🤖 AI Summary
Peer review of systematic reviews (SRs) against PRISMA 2020 guidelines is labor-intensive and prone to inconsistency. Method: This study investigates automated LLM-based assessment of PRISMA 2020 compliance, proposing a structured input paradigm and constructing a copyright-compliant, open benchmark dataset. We systematically evaluate ten LLMs across five input formats—Markdown, JSON, XML, plain text, and full-text—and assess performance in sensitivity and specificity. Contribution/Results: Structured inputs significantly improve accuracy (78.7%–79.7%), markedly outperforming full-text input (45.21%); no statistically significant differences exist among structured formats. Open-weight, high-sensitivity models (e.g., Qwen3-Max) demonstrate robust end-to-end performance, achieving 95.1% sensitivity and 49.3% specificity.

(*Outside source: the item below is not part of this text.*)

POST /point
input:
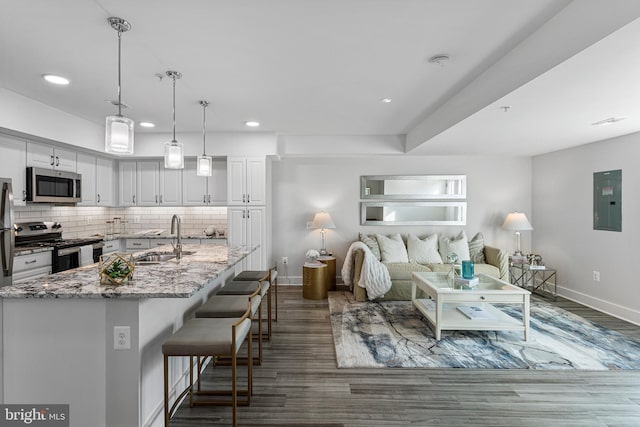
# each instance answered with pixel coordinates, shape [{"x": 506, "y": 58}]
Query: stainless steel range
[{"x": 66, "y": 253}]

This work provides the first empirical validation that structured prompting enables efficient, reproducible, and scalable automation of PRISMA compliance checking—establishing a methodological foundation and practical benchmark for AI-assisted evidence synthesis in evidence-based medicine.
📝 Abstract
Evaluating adherence to PRISMA 2020 guideline remains a burden in the peer review process. To address the lack of shareable benchmarks, we constructed a copyright-aware benchmark of 108 Creative Commons-licensed systematic reviews and evaluated ten large language models (LLMs) across five input formats. In a development cohort, supplying structured PRISMA 2020 checklists (Markdown, JSON, XML, or plain text) yielded 78.7-79.7% accuracy versus 45.21% for manuscript-only input (p less than 0.0001), with no differences between structured formats (p>0.9). Across models, accuracy ranged from 70.6-82.8% with distinct sensitivity-specificity trade-offs, replicated in an independent validation cohort. We then selected Qwen3-Max (a high-sensitivity open-weight model) and extended evaluation to the full dataset (n=120), achieving 95.1% sensitivity and 49.3% specificity. Structured checklist provision substantially improves LLM-based PRISMA assessment, though human expert verification remains essential before editorial decisions.